What we hope to achieve with the E-2D is the ability to at least extend the engagement envelope far enough over/below the horizon that we can maximize our missiles. They are fast and have great range. They are great against ballistic threats, but again, I'm sorry to say, Mother Gaia doesn't care and her horizon will always be a problem.
My suggestion for ships that cannot get the benefit of the E-2D is that we give them an additional system. Tethered or a recoverable drone or upgrade the Seahawk to carry a "baby" version of the E-2D radar and datalinking to the fire control of the ship.

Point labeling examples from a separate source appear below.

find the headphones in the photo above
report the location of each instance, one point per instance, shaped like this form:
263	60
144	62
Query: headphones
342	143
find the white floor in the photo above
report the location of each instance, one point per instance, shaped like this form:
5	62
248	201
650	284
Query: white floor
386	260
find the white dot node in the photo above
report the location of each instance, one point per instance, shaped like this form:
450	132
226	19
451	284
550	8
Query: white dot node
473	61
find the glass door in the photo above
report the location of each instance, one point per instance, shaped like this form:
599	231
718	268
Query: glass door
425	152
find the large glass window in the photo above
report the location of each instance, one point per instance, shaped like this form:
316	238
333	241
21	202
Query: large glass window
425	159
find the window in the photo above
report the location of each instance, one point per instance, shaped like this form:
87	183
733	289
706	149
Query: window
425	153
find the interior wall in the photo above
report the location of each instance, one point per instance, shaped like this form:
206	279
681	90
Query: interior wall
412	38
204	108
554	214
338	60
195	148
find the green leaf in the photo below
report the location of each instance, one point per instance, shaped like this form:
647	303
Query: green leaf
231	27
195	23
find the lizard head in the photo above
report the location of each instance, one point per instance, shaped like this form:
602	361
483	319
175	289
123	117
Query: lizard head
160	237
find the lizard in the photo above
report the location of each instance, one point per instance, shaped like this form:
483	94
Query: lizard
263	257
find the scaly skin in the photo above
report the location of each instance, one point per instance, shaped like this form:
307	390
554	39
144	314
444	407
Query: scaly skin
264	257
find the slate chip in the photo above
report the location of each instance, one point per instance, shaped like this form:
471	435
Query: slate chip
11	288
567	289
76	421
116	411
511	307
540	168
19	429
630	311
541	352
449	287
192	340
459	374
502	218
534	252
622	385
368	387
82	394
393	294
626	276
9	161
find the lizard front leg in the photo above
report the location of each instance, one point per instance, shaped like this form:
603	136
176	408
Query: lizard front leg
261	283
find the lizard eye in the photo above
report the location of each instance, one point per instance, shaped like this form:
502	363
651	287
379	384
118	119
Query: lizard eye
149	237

This still doesn't solve the problem of a large number of mach 3+ missiles coming at us when we can't even get authorization to start engaging them until they're 40 miles away (if we're lucky). The SeaRAM is certainly preferable for CWIS since the 20mm round range limited. I guess really, you just keep adding layer upon layer of defenses, but in a " is going down" scenario, it is totally unreasonable to believe that we aren't going to bleed and bleed heavily. The math just doesn't work in the favor of the defender.